2.4 Sequence data processing
The raw FASTQ files were subject to a series of standard processing including demultiplexing, read merging, quality filtering and chimeric removal using DADA2 (version 1.20.0)(Callahan et al., 2016). A relative abundance microbial profile was generated at the level of amplicon sequence variant (ASV). The taxonomic information for each ASV was determined using the Ribosomal Database Project (RDP) Classifier (http://rdp.cme.msu.edu)(Cole et al., 2009) with a confidence interval of 80%. The ”Rarefy” function in the ”GuniFrac” package is used to rarefy the microbial profile to a same sequencing depth before further statistical analyses were carried out. All analyses were completed in R v 4.1.2.
Microbial ASVs were classified into two different categories, including abundant and the rare taxa, according to their relative abundance and/or frequency(Bickel & Or, 2021). Here, ASVs with an average relative abundance of <0.01% across all samples were defined as rare taxa, whereas the remaining ones were defined as abundant ASVs. Notably, different criteria were used to define abundant and rare taxa in different studies(Jiao, Chen, & Wei, 2017; Y. Xue et al., 2018). Since only 72 ASVs were not rare, we classified all of them as abundant, without considering more precise concept such as occasional taxa.
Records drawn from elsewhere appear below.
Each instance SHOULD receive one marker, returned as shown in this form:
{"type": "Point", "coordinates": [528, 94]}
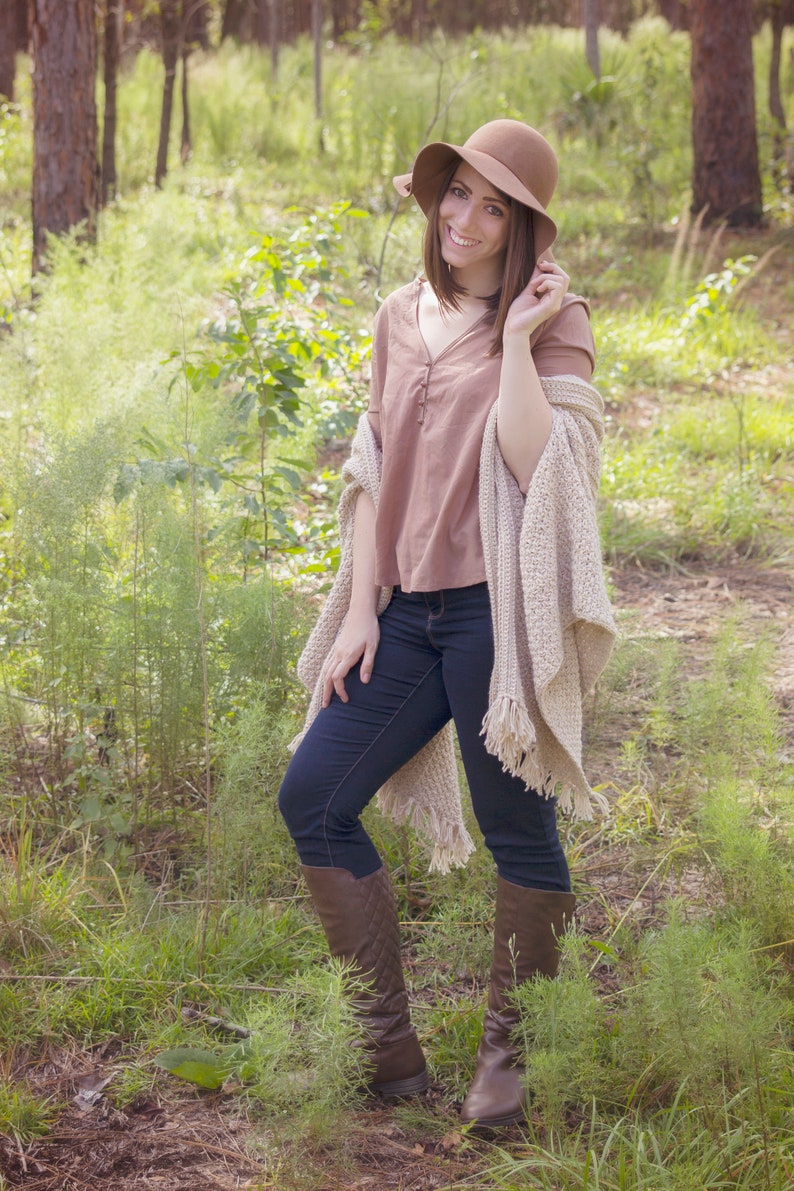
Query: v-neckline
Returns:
{"type": "Point", "coordinates": [431, 357]}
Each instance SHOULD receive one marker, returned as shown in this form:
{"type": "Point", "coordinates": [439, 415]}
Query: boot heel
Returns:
{"type": "Point", "coordinates": [400, 1089]}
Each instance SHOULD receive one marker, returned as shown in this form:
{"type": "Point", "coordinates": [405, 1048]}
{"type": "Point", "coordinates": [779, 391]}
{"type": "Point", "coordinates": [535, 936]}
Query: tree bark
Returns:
{"type": "Point", "coordinates": [112, 48]}
{"type": "Point", "coordinates": [592, 20]}
{"type": "Point", "coordinates": [777, 22]}
{"type": "Point", "coordinates": [66, 176]}
{"type": "Point", "coordinates": [232, 22]}
{"type": "Point", "coordinates": [169, 13]}
{"type": "Point", "coordinates": [275, 38]}
{"type": "Point", "coordinates": [726, 180]}
{"type": "Point", "coordinates": [187, 142]}
{"type": "Point", "coordinates": [7, 49]}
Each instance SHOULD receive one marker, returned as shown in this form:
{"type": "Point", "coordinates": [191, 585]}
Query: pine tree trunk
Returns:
{"type": "Point", "coordinates": [317, 37]}
{"type": "Point", "coordinates": [112, 48]}
{"type": "Point", "coordinates": [187, 142]}
{"type": "Point", "coordinates": [7, 49]}
{"type": "Point", "coordinates": [169, 13]}
{"type": "Point", "coordinates": [592, 20]}
{"type": "Point", "coordinates": [776, 108]}
{"type": "Point", "coordinates": [726, 180]}
{"type": "Point", "coordinates": [66, 175]}
{"type": "Point", "coordinates": [232, 20]}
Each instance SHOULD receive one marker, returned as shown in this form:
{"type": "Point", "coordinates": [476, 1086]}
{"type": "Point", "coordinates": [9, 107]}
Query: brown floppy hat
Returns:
{"type": "Point", "coordinates": [510, 154]}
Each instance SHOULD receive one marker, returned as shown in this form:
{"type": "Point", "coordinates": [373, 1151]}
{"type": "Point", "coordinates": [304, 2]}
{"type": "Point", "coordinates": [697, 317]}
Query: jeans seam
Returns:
{"type": "Point", "coordinates": [367, 750]}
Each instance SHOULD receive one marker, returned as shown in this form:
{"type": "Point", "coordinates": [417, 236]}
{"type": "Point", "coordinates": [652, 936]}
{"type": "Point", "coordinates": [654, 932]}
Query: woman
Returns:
{"type": "Point", "coordinates": [470, 593]}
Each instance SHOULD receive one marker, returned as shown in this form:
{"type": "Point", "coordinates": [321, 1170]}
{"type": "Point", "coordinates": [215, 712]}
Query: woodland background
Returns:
{"type": "Point", "coordinates": [185, 317]}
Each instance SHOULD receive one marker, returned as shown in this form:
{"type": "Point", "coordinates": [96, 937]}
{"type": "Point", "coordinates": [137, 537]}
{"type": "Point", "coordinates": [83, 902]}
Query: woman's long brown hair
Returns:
{"type": "Point", "coordinates": [519, 261]}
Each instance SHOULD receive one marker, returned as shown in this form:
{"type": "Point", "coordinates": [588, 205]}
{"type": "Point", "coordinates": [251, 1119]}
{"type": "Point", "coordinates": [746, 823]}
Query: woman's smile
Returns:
{"type": "Point", "coordinates": [462, 242]}
{"type": "Point", "coordinates": [473, 224]}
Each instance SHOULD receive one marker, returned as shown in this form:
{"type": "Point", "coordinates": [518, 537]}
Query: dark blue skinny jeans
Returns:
{"type": "Point", "coordinates": [433, 662]}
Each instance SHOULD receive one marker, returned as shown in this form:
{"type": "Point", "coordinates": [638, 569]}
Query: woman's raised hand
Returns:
{"type": "Point", "coordinates": [541, 299]}
{"type": "Point", "coordinates": [357, 641]}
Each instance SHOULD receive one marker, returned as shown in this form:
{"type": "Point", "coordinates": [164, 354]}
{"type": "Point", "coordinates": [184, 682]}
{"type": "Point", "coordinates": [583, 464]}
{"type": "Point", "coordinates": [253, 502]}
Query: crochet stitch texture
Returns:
{"type": "Point", "coordinates": [552, 623]}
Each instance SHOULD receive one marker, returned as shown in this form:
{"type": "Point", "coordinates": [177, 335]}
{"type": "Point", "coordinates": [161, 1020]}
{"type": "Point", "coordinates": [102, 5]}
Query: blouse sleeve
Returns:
{"type": "Point", "coordinates": [564, 344]}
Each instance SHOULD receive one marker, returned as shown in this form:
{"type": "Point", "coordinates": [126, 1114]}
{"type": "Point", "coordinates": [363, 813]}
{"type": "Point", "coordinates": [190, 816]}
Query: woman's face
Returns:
{"type": "Point", "coordinates": [473, 226]}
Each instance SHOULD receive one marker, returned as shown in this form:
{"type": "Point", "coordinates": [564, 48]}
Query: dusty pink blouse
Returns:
{"type": "Point", "coordinates": [430, 417]}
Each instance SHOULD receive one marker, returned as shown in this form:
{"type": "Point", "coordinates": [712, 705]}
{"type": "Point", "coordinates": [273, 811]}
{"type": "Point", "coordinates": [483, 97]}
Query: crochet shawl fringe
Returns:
{"type": "Point", "coordinates": [551, 618]}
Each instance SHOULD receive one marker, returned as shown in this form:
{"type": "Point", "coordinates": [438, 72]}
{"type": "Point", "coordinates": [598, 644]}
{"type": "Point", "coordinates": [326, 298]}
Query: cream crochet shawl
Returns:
{"type": "Point", "coordinates": [552, 623]}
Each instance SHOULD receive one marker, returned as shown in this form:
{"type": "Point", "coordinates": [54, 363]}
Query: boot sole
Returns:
{"type": "Point", "coordinates": [495, 1122]}
{"type": "Point", "coordinates": [398, 1089]}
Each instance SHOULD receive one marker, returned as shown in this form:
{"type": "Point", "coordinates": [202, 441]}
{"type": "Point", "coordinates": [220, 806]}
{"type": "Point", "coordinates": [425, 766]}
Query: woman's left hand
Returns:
{"type": "Point", "coordinates": [541, 299]}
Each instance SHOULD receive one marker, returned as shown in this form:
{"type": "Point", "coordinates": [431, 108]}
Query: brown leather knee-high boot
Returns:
{"type": "Point", "coordinates": [361, 924]}
{"type": "Point", "coordinates": [529, 923]}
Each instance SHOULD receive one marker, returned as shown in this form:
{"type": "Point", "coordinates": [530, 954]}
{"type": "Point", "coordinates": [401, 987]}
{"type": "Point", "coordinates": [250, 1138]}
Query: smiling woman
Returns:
{"type": "Point", "coordinates": [470, 593]}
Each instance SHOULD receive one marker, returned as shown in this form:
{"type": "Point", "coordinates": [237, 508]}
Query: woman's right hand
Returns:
{"type": "Point", "coordinates": [357, 641]}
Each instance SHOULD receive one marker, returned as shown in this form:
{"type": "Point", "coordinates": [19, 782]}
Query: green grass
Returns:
{"type": "Point", "coordinates": [658, 1059]}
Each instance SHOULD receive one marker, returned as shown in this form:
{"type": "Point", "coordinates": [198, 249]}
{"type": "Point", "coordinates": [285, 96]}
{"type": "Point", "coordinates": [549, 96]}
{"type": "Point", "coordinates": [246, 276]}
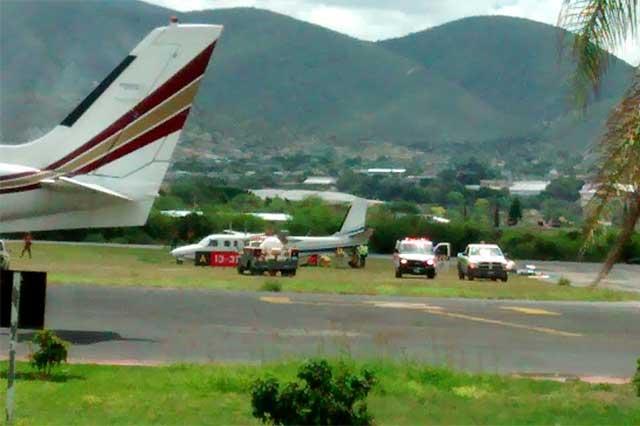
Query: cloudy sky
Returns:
{"type": "Point", "coordinates": [380, 19]}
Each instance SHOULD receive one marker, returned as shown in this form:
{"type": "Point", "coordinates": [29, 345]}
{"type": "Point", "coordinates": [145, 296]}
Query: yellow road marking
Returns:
{"type": "Point", "coordinates": [529, 311]}
{"type": "Point", "coordinates": [545, 330]}
{"type": "Point", "coordinates": [434, 310]}
{"type": "Point", "coordinates": [276, 299]}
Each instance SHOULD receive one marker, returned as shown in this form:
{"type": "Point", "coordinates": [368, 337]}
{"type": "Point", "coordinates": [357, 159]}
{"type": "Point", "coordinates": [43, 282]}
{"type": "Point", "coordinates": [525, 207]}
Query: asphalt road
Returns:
{"type": "Point", "coordinates": [144, 325]}
{"type": "Point", "coordinates": [622, 277]}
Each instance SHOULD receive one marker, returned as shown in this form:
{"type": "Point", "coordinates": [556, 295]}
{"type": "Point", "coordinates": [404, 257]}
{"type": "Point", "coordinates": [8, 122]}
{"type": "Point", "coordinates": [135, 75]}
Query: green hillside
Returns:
{"type": "Point", "coordinates": [276, 80]}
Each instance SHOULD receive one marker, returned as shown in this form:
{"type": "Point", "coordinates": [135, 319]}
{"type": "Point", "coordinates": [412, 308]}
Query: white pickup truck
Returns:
{"type": "Point", "coordinates": [4, 256]}
{"type": "Point", "coordinates": [482, 261]}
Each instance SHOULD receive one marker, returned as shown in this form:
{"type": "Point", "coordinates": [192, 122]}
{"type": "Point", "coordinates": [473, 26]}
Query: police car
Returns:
{"type": "Point", "coordinates": [416, 256]}
{"type": "Point", "coordinates": [4, 256]}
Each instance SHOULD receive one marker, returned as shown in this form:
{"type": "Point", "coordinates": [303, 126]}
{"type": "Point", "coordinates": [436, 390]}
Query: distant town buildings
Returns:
{"type": "Point", "coordinates": [382, 171]}
{"type": "Point", "coordinates": [320, 180]}
{"type": "Point", "coordinates": [272, 217]}
{"type": "Point", "coordinates": [528, 188]}
{"type": "Point", "coordinates": [180, 213]}
{"type": "Point", "coordinates": [300, 194]}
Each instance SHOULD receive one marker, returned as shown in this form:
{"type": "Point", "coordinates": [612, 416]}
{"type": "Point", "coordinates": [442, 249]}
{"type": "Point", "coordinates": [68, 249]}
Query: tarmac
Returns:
{"type": "Point", "coordinates": [156, 326]}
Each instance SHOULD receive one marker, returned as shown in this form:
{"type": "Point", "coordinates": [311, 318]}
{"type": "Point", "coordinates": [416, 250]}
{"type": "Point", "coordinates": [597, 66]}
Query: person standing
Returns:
{"type": "Point", "coordinates": [363, 252]}
{"type": "Point", "coordinates": [28, 241]}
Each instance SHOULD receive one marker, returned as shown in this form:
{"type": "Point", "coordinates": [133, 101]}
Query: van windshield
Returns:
{"type": "Point", "coordinates": [485, 251]}
{"type": "Point", "coordinates": [416, 248]}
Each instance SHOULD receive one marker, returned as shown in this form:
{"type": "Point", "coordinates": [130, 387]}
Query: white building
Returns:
{"type": "Point", "coordinates": [382, 171]}
{"type": "Point", "coordinates": [180, 213]}
{"type": "Point", "coordinates": [331, 197]}
{"type": "Point", "coordinates": [273, 217]}
{"type": "Point", "coordinates": [528, 188]}
{"type": "Point", "coordinates": [320, 180]}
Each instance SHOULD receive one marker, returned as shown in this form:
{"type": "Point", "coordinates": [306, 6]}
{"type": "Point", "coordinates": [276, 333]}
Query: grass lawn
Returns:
{"type": "Point", "coordinates": [133, 267]}
{"type": "Point", "coordinates": [407, 393]}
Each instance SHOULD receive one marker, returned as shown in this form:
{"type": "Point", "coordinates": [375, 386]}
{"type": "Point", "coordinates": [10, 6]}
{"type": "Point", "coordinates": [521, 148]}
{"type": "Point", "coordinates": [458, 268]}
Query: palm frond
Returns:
{"type": "Point", "coordinates": [618, 174]}
{"type": "Point", "coordinates": [597, 26]}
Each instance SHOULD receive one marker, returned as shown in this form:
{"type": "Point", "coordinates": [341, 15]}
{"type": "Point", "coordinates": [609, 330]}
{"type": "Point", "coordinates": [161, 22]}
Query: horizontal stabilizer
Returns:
{"type": "Point", "coordinates": [66, 182]}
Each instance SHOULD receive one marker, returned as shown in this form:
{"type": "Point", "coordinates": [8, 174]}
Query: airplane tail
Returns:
{"type": "Point", "coordinates": [355, 220]}
{"type": "Point", "coordinates": [119, 140]}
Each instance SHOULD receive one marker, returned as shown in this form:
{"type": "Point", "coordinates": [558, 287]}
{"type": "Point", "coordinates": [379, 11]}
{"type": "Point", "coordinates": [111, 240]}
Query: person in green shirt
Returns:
{"type": "Point", "coordinates": [363, 252]}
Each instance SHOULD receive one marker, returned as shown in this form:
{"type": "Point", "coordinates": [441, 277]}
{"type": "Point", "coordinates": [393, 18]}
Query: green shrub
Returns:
{"type": "Point", "coordinates": [320, 397]}
{"type": "Point", "coordinates": [52, 351]}
{"type": "Point", "coordinates": [636, 378]}
{"type": "Point", "coordinates": [272, 285]}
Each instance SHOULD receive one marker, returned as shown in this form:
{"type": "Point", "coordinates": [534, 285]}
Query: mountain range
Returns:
{"type": "Point", "coordinates": [277, 81]}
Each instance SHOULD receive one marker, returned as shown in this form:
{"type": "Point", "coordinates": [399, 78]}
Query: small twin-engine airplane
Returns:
{"type": "Point", "coordinates": [352, 233]}
{"type": "Point", "coordinates": [103, 165]}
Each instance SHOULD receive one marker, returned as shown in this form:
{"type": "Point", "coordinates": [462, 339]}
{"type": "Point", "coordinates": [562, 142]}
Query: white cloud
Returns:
{"type": "Point", "coordinates": [381, 19]}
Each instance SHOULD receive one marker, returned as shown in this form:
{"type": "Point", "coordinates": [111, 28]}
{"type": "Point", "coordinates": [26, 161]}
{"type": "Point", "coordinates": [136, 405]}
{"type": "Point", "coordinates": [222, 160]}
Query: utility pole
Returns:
{"type": "Point", "coordinates": [11, 376]}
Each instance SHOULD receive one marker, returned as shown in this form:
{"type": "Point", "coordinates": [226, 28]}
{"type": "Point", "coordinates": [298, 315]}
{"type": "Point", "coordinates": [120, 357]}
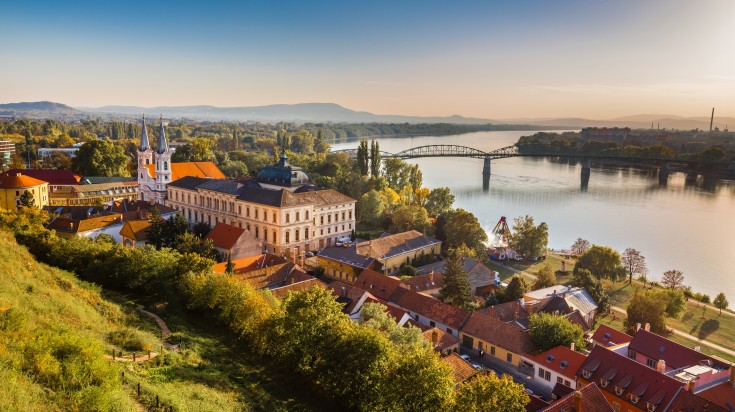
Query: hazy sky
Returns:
{"type": "Point", "coordinates": [513, 59]}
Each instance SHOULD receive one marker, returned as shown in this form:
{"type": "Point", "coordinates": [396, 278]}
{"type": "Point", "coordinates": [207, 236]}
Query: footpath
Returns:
{"type": "Point", "coordinates": [621, 310]}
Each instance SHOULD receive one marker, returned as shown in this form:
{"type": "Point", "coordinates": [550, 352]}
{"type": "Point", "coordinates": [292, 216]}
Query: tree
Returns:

For all ASVs, indices including niche breadth and niche overlap were calculated to see how well they may adapt to the environment. The niche breadth was evaluated using the Levins’ standardized niche breadth index(Feinsinger, Spears, & Poole, 1981). The niche overlap was calculated using Pianka’s niche overlap index equation, with the value of Pianka’s index between 0 and 1(Pianka, 1974). The R package ”spaa” was employed to calculate niche breadth and niche overlap indices.